IHSG membuka perdagangan dengan kenaikan tipis 6,91 poin atau 0,10 persen ke posisi 7.113,44. Sementara itu, indeks LQ45 yang merupakan kumpulan dari 45 saham unggulan juga mengalami penguatan kecil, naik 0,11 poin atau 0,01 persen ke level 806,26.
Menurut Analis Phintraco Sekuritas Ratna Lim, secara teknikal IHSG masih menunjukkan pola bullish continuation. “Investor asing masih aktif melakukan aksi beli sehingga IHSG diperkirakan akan menguji level resistance di angka 7.250 pekan ini,” ujarnya di Jakarta.
Sementara itu, perhatian pelaku pasar global masih tertuju pada proses negosiasi dagang. Presiden AS Donald Trump sebelumnya mengumumkan rencana pengiriman surat kepada beberapa mitra dagang utama, sebuah langkah yang dinanti untuk melihat arah baru dalam hubungan perdagangan internasional.
Selain itu, data Purchasing Manager’s Index (PMI) global juga menjadi sorotan. Diperkirakan akan terjadi sedikit kontraksi di sektor manufaktur di beberapa negara Eropa seperti Jerman, Prancis, dan Inggris, namun sektor jasa di Euro Area diprediksi mengalami sedikit perbaikan.
Di Asia, China dijadwalkan merilis data produksi industri dan penjualan ritel untuk April 2025 yang akan memberikan gambaran lebih jelas mengenai kondisi perekonomian terbesar kedua dunia tersebut.
Berita dari dalam negeri datang dari Bank Indonesia yang akan menggelar Rapat Dewan Gubernur pada Selasa dan Rabu.
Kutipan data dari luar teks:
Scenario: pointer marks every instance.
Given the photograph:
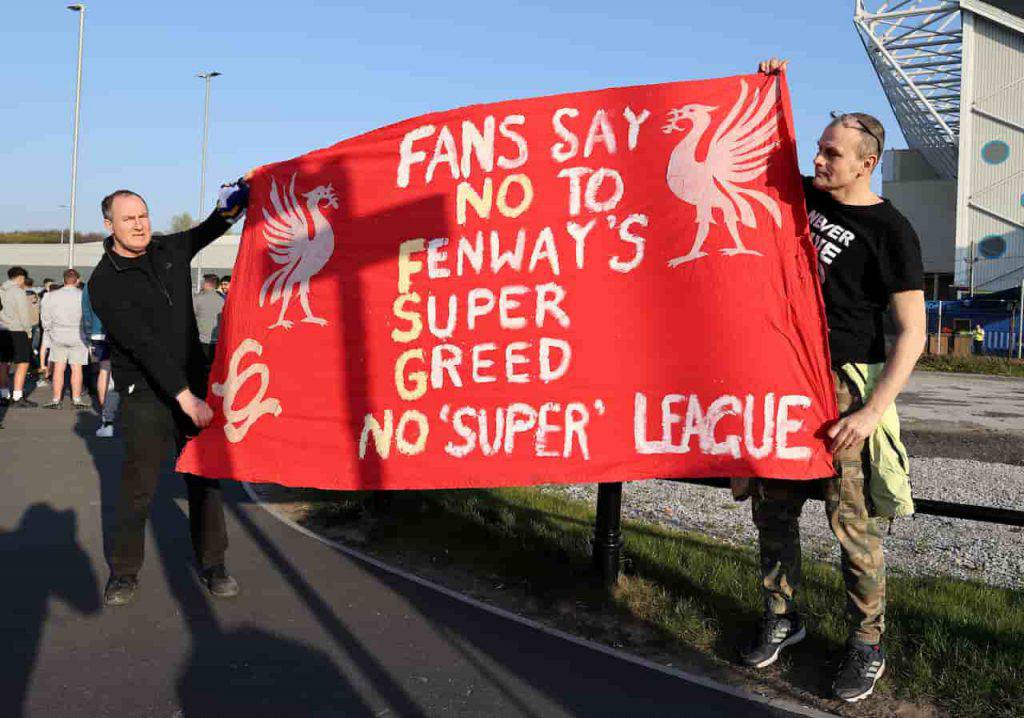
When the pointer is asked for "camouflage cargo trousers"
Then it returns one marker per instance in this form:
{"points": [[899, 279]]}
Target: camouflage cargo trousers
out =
{"points": [[776, 506]]}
Pasar memperkirakan BI akan mempertahankan suku bunga acuan di level 5,75 persen, menjaga stabilitas ekonomi dan inflasi.
Menyambung sentimen global, Bursa Saham utama AS di Wall Street menutup perdagangan Jumat pekan lalu dengan penguatan lima hari berturut-turut. Kenaikan ini dipicu oleh kesepakatan jeda tarif antara AS dan China meski data ekonomi menunjukkan penurunan kepercayaan konsumen.
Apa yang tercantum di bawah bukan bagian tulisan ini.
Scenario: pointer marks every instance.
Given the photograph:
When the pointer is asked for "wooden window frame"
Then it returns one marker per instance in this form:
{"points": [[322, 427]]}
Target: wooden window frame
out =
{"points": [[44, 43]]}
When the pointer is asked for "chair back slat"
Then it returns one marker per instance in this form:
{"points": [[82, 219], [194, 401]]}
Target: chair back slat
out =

Namun, ada kekhawatiran baru dari investor yang menunggu kepastian kebijakan pajak AS setelah RUU pajak besar yang diajukan Presiden Trump gagal melewati tahap penting di Kongres. Penolakan datang dari kalangan Republikan konservatif yang menuntut pemotongan anggaran lebih dalam, menimbulkan tekanan politik yang cukup berat.
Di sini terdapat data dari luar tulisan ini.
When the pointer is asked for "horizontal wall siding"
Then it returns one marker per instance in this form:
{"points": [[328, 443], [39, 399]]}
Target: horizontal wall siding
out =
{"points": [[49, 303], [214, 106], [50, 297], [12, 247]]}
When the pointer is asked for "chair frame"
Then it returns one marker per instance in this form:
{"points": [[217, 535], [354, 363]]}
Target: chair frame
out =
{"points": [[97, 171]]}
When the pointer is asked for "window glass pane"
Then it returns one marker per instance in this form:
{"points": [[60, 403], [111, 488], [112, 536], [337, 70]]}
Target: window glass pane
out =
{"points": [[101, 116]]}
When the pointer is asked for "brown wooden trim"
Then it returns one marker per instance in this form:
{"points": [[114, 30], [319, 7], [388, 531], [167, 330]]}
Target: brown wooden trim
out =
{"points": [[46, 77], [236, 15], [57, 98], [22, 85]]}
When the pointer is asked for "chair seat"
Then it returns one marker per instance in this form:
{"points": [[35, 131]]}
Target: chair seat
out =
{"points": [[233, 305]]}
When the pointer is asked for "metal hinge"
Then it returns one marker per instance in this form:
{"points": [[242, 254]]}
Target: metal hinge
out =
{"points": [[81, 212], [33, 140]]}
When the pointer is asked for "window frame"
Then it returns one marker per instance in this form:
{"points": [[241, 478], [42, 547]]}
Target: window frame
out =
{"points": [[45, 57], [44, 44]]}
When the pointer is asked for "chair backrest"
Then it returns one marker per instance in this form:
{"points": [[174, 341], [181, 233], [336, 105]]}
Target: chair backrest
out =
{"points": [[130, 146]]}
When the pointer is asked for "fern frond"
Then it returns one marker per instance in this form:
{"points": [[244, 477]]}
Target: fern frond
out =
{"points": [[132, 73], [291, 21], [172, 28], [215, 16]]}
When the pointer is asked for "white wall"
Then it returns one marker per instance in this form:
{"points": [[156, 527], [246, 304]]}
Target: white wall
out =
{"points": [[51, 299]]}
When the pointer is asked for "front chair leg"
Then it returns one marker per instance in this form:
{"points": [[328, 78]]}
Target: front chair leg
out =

Secara mingguan, indeks S&P 500 naik 5,3 persen, Nasdaq melonjak 7,2 persen, dan Dow Jones bertambah 3,4 persen. Hampir seluruh sektor di S&P 500 mengalami kenaikan, kecuali sektor energi yang turun tipis 0,18 persen.
Di pasar Asia pagi ini, indeks Nikkei melemah tipis, indeks Shanghai turun 0,40 persen, indeks Kuala Lumpur menurun 0,08 persen, sementara indeks Strait Times justru menguat 0,15 persen, mencerminkan dinamika pasar yang masih beragam.